Space

UCF students help NASA develop safer technology for planned moon missions

ORLANDO, Fla. — NASA is determined to return to the moon by 2024, and research underway at the University of Central Florida is a critical part of that plan.

UCF student are now working to learn more by testing the safety of moon dust.

Scientists need to know what we might run into on the moon and whether they should be concerned about astronauts walking on the surface or rovers moving across it.

TRENDING NOW:

NASA has given UCF researchers an additional $500,000 to find the answer.

Inside a UCF physics lab, Dr. Addie Dove explained the key to safe travels to the moon.
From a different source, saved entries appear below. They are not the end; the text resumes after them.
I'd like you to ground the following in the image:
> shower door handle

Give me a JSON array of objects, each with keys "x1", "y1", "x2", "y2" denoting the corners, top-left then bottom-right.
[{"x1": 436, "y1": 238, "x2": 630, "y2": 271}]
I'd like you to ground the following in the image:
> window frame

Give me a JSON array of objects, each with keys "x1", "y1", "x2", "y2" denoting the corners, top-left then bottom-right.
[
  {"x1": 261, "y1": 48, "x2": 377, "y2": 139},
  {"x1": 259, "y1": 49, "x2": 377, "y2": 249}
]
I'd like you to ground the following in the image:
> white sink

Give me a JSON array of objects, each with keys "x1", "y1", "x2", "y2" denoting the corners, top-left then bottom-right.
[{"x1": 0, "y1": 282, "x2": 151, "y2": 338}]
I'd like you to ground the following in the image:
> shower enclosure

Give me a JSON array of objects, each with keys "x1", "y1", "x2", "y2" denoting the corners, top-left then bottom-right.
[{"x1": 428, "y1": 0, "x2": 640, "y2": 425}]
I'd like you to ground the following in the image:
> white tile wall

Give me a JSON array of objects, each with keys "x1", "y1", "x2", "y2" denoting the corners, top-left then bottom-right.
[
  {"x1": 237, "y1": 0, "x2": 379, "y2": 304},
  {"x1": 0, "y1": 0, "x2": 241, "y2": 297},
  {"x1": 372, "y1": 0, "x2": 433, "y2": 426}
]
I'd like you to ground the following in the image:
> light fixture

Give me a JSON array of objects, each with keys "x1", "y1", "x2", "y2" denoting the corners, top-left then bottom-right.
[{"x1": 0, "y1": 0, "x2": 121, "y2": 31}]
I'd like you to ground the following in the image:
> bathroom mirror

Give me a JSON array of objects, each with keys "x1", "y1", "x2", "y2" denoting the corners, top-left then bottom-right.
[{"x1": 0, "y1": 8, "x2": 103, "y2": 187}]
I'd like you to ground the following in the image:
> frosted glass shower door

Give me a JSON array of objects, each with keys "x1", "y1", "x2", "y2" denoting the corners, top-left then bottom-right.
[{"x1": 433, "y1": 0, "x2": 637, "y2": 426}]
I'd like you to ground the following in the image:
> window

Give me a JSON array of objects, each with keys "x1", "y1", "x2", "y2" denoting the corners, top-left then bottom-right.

“It (moon dust) can get into seals and actually, like, puncture them or scratch them, so seals don't seal as well,” Dove said. “So there's a lot of this stuff that we need to understand better, how it sticks to surfaces and where it moves once it gets kicked up.”

Using two very different types of simulated lunar, or moon, dust fine and rocky. Dove's team works to see how both behave in a low-gravity environment and if any interactions happen that could complicate a moon mission.

In the study, an older version of this experiment, seen in this video from the shuttle days, will be re-enacted on test flights through aerospace maker Blue Origin.

Decades after the Apollo missions, today's lunar landers are bigger and faster and have more powerful engines, making possible damage and effects to the moon's surface an unknown.

This project hopes to answer the questions of what are the better ways to protect humans and equipment for safer technologies to take us back to the moon.

“Maybe we come up with surface coatings that make things stick to surfaces less or maybe we just develop better ways to keep dust out of certain areas so we don't have to worry about it getting into sensitive electrical or mechanical systems,” Dove said.

UCF officials said the study will run for the next year and a half, and the Blue Origin test flights are set to launch in late 2020.